Pour ce qui est de l’amendement, j’ai, bien entendu, toute confiance dans les accords collectifs dont je reste un fervent défenseur mais, sans les attendre, la loi peut aussi permettre d’avancer. C’est ce qu’il s’est passé dans le domaine de la législation du travail ou de la fonction publique. Ce serait une façon de faire passer le message aux entreprises, d’autant plus que, nous l’avons constaté, le télétravail facilite le passage au congé de maternité. Je soutiendrai cet amendement.

Mme Catherine Fabre. Notre collègue propose une piste intéressante pour l’avenir. Si le confinement nous a permis de constater les limites du télétravail, il a aussi montré que celui-ci représentait une solution à certaines situations particulières. Le troisième trimestre de la grossesse en est une.

Par cet amendement, Mme Calvez tire les enseignements de la crise que nous vivons depuis un an, en s’inscrivant dans la continuité des mesures que nous avons adoptées en faveur du télétravail. Le moment est peut-être mal choisi en raison des négociations en cours, mais cette discussion et le vote favorable de certains d’entre nous pourraient inciter les partenaires sociaux à prendre rapidement position, publiquement, sur un sujet qui, me semble‑t‑il, devrait recueillir un large consensus.

Mme Annie Chapelier. Cette proposition est un exemple des leçons que nous pouvons tirer de la crise sanitaire. Mme Calvez a souligné le recul des accouchements prématurés chez les femmes en télétravail. C’est l’un des bénéfices que nous pouvons retenir de ce nouveau mode de travail. La mesure proposée prévoit un cadre extrêmement souple qui permettrait à toutes les entreprises de l’organiser.

Mme Perrine Goulet. Le groupe Mouvement Démocrate (MoDem) et Démocrates apparentés soutiendra cet amendement très intéressant. Cependant, j’aimerais que, d’ici à la séance publique, nous réfléchissions aux modalités de travail de celles qui ne peuvent pas travailler à distance. En effet, cet amendement ne concerne que les femmes qui travaillent dans les bureaux, souvent des cadres. Que pourrions-nous proposer aux autres, les caissières par exemple ? Nous devons aller plus loin pour permettre à toutes les femmes de vivre sereinement leur grossesse, y compris celles qui se retrouvent en première ou deuxième ligne.

Mme Monique Limon. Le télétravail est un sujet majeur, particulièrement pour les femmes. Les auditions que vous avez menées, madame la présidente, ont mis en évidence les risques de dérive, le télétravail pouvant être perçu comme un moyen de rester à son poste tout en gardant les enfants.

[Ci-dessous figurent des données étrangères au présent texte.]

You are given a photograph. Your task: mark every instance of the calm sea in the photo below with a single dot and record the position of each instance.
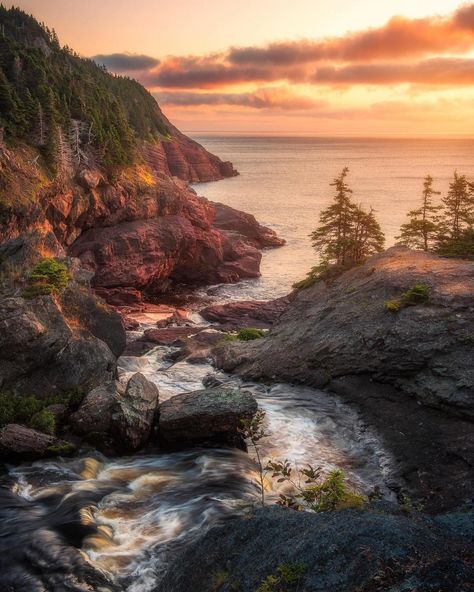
(284, 182)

Du fait des nombreuses questions qu’il pose, ce sujet mériterait d’être abordé dans sa globalité par notre commission.

Mme Valérie Six. Je suis sensible à la finalité de l’amendement mais la question devrait être réglée par un accord avec l’employeur plutôt que par la loi. En effet, l’inscription de cette disposition dans la loi pourrait être comprise comme une obligation, pour la femme, dans les dernières semaines de la grossesse, de demander à travailler à distance. Quant à celles qui ne peuvent pas télétravailler, elles ont toujours la possibilité d’être en arrêt maladie si leur état de santé l’impose. Ne mélangeons pas tout.

M. Philippe Chalumeau. Je soutiendrai cet amendement, qui représente une avancée. Le télétravail s’est largement développé à l’occasion de la pandémie et il est normal que le législateur en débatte, d’autant plus qu’une personne qui travaille à distance, rappelons‑le, travaille réellement. Elle ne saurait, en même temps, garder ses enfants. Notre commission devrait se saisir de ce sujet pour l’encadrer et réfléchir aux conséquences de l’isolement ou aux risques de burnout.

Mme Nicole Trisse. Vous dites que le télétravail concerne les personnes qui travaillent dans les bureaux mais comment fonctionneront, dans ce cas, ceux qui accueillent du public ? Que deviendront les services publics si les fonctionnaires travaillent à distance ? Comment les personnes seront-elles renseignées ? Nous devons trouver un équilibre entre les besoins des uns et des autres ; aussi me semble-t-il risqué d’inscrire le principe dans la loi, car les entreprises, comme les femmes concernées, pourraient se retrouver contraintes.

M. Stéphane Viry. La rédaction de cet amendement me semble satisfaisante et équilibrée. La rapporteure a beau considérer qu’il est satisfait, il serait souhaitable de l’adopter, d’autant plus qu’il s’inscrit dans l’esprit de ce texte destiné à accélérer l’égalité économique et professionnelle entre les hommes et les femmes.

Mme Karine Lebon. « À sa demande, et sous réserve que ses missions puissent être exécutées hors des locaux de l’employeur » sont des mots clés qui doivent nous conduire à adopter cet amendement, lequel n’est pas contradictoire avec les mesures qui peuvent être prises pour réduire le temps de travail des femmes au cours du dernier trimestre de leur grossesse.

Mme Céline Calvez. Beaucoup d’intervenants ont souhaité que notre commission se saisisse du sujet du télétravail. Un petit coup de pression ne fera pas de mal, cependant. Nous avons pris soin de rédiger l’amendement de telle sorte qu’aucune obligation ne soit faite à la femme enceinte de demander à passer en télétravail, ni à l’employeur de le lui accorder. Nous proposons simplement une nouvelle modalité de travail pour permettre aux femmes de mener de front carrière professionnelle et grossesse, et favoriser ainsi leur émancipation économique.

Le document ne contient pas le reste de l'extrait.